7. | Building Services. |
7.01. Landlord shall furnish Tenant with the following services: (a) water for use in the Base Building lavatories; (b) customary heat and air conditioning in season during Building Service Hours, although (i) Tenant shall have the right to receive HVAC service during hours other than Building Service Hours by paying Landlord’s then standard charge for additional HVAC service and providing such prior notice as is reasonably specified by Landlord, and (ii) if Tenant is permitted to connect any supplemental HVAC units to the Building’s condenser water loop or chilled water line, such permission shall be conditioned upon Landlord having adequate excess capacity from time to time and such connection and use shall be subject to Landlord’s reasonable approval and reasonable restrictions imposed by Landlord, and Landlord shall have the right to charge Tenant a connection fee and/or a monthly usage fee, as reasonably determined by Landlord; (c) standard janitorial service on Business Days; (d) elevator service; (e) electricity in accordance with the terms and conditions in Section 7.02; (f) access to the Building for Tenant and its employees 24 hours per day/7 days per week, subject to the terms of this Lease and such protective services or monitoring systems, if any, as Landlord may reasonably impose, including, without limitation, sign-in procedures and/or presentation of identification cards; and (g) such other services as Landlord reasonably determines are necessary or appropriate for the Property. If Landlord, at Tenant’s request, provides any services which are not Landlord’s express obligation under this Lease, including, without limitation, any repairs which are Tenant’s responsibility pursuant to Section 9 below, Tenant shall pay Landlord, or such other party designated by Landlord, the cost of providing such service plus a reasonable administrative charge.

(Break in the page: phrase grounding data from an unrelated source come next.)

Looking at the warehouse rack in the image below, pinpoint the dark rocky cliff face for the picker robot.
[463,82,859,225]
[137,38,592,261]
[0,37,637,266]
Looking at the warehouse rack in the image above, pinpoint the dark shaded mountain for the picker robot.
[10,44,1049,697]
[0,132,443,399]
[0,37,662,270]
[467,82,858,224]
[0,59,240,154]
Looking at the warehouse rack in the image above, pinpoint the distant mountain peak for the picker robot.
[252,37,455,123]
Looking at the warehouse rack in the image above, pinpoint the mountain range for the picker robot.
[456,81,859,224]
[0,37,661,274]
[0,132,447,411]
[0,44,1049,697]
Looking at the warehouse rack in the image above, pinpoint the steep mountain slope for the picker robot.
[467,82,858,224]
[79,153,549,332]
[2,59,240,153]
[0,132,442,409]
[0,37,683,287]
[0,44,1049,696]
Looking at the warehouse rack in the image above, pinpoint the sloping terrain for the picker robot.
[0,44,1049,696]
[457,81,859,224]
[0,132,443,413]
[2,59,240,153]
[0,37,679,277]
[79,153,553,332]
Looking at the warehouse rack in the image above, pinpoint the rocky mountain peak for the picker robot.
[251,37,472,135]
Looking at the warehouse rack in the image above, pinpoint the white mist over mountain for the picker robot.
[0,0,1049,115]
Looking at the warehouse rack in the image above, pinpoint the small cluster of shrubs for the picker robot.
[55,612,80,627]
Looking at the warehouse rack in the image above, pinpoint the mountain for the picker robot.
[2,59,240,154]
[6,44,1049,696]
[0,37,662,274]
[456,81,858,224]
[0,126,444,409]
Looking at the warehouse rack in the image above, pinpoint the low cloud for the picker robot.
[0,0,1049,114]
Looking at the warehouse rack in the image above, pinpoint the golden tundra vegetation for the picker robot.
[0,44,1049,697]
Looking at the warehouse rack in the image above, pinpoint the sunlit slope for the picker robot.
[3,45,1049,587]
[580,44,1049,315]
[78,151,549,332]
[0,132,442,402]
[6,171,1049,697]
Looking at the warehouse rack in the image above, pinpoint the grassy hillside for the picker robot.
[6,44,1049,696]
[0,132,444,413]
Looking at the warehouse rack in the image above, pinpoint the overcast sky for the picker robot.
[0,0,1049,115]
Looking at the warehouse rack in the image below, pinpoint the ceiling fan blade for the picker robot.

7.02. Electricity used by Tenant in the Premises shall be paid for by Tenant by a separate charge payable by Tenant to Landlord. Without the consent of Landlord, Tenant’s use of electrical service shall not exceed the Building standard usage, per square foot, as reasonably determined by Landlord, based upon the Building standard electrical design load. For purposes hereof, the Building “electrical standard” is 4.5 xxxxx per usable square foot of connected load to the Premises, exclusive of base Building HVAC. As of the date hereof, Landlord’s annual charge for electricity is estimated to be $1.50 per rentable square foot, subject to change from time to time, payable on a monthly basis. Landlord shall have the right to measure electrical usage by commonly accepted methods, including the installation of measuring devices such as submeters and check meters. If it is determined that Tenant is using electricity in such quantities or during such periods as to cause the total cost of Tenant’s electrical usage, on a monthly, per-rentable-square-foot basis, to materially exceed that which Landlord reasonably deems to be standard for the Building, Tenant shall pay Landlord Additional Rent for the cost of such excess electrical usage and, if applicable, for the cost of purchasing and installing the measuring device(s).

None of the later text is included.